Wie man lernt, langsam zu gehen


Gestern war ich wie üblich im Multitasking-Modus. Aus der kleinen innerstädtischen Seilbahn raus, die Treppe runter... leider nicht gegangen, sondern gefallen, weil ich gleichzeitig auf meinem iPhone etwas tippte. Der Fuss tat extrem weh, ich konnte kaum mehr darauf stehen. In der Notaufnahme des Spitals erfuhr ich dann, dass es sich um ein mindestens gezerrtes, eventuell auch gerissenes Band im Sprunggelenk handle. Offenbar sei diese Verletzung bei ihnen  an der Tagesordnung. Resultat: eine Woche ruhig stellen mit Krücken, fünf Wochen eine Art Gipsschiene tragen. Wer einmal Krücken hatte, weiss: man geht damit relativ langsam im Vergleich zu der Vortbewegung mit zwei Beinen (jedenfalls, wenn man nicht gerade mit kräftigen Oberarmmuskeln ausgestattet ist). Während man zuvor mal "eben schnell" was aus der Küche holen konnte, wird diese Aktion jetzt zu einer grösseren Wanderung, die gut geplant sein will. Will man nicht nur etwas aus der Küche holen, sondern noch etwas dahin bringen, sollte man sich das vorher überlegen. Was aber das Erstaunlichste ist: Multitasking wird beinahe unmöglich. Nachdenken während des "Gehens" tut man automatisch nicht mehr, weil das Gehen die ganze Aufmerksamkeit beansprucht. Man lebt ständig im Hier und Jetzt. Das bedeutet aber nicht, dass sich jetzt jeder mal eben die Treppe runter stürzen sollte, um im Alltag langsamer und bewusster zu leben. Dafür gibt es weniger schmerzhafte Methoden wie Meditation oder auf Multitasking zu verzichten.

Die ganze Geschichte hat mich dazu gebracht, über die Rolle der Technologie nachzudenken. Im Alltag erfüllt die Technologie eine ähnliche Funktion wie ein Schnuller für das Baby. Ist es unzufrieden, hilft der Schnuller dagegen, ist es traurig, braucht es seinen Schnuller. Muss man 5min warten und kommt deswegen leichte Unzufriedenheit/Langeweile auf: Smartphone zücken. Nervt einen im Zug der telefonierende Nachbar: Smartphone zücken und Musik rein. Hat man zu Hause einen leichten Anflug von Langeweile und regnet es draussen: Laptop, Fernseher, alles dient als Schnuller gegen die innere Unzufriedenheit. Leider entfernt man sich dadurch auch immer mehr von der Realität. Auf der Strasse verpassen wir spannend aussehende Menschen, den leichten Geruch nach Schweiss im Bus oder das Gefühl der Langeweile, dem ein plötzlicher Geistesblitz folgt, weil unser Gehirn beim Ausruhen plötzlich kreativ wird. Nicht zu vergessen die spontanen Gespräche, die entstehen könnten. Normalerweise wirkt jemand mit dem Smartphone in der Hand recht abweisend.

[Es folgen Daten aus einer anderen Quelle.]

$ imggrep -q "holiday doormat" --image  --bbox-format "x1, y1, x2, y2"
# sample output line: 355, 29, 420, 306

Zu Hause wäre dann eher die Frage, ob Technologie die einzige Freizeitbeschäftigung bleiben muss. Am Laptop oder vor dem Fernseher vergessen wir die Zeit und plötzlich sind zwei Stunden vorbei, die wir vielleicht anders nutzen wollten. Es hilft, zwischendurch einfach mal bewusst Zeiten einzuplanen, in denen man raus geht, Sport macht, Bastelt, Musik macht oder ein Brettspiel aus der Kindheit wieder aufleben lässt. Das Leben ist zu kurz, um es ständig vor einem Bildschirm zu verbringen.

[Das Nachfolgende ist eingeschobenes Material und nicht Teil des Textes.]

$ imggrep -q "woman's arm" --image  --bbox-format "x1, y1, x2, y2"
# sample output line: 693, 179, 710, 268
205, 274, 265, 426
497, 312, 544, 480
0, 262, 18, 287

Und vielleicht noch eine These zum Schluss: das Leben bremst einen irgendwann gezwungenermassen aus, wenn man nicht selber bremst. Mein Unfall ist passiert, weil ich viel zu viel Tempo drauf hatte. Ich hatte mir an dem Tag keine Minute gegönnt, um mich in aller Ruhe wahrzunehmen oder um einfach mal dazusitzen und meine Umgebung zu beobachten. Arbeit, dann Einkäufe, rasch zur Bibliothek... Der "rasche" Ausflug dauerte dann zwei Stunden länger als normal. Dasselbe kann auch passieren, wenn man sich total überarbeitet und irgendwann mit der Grippe im Bett landet. Ausgeknockt.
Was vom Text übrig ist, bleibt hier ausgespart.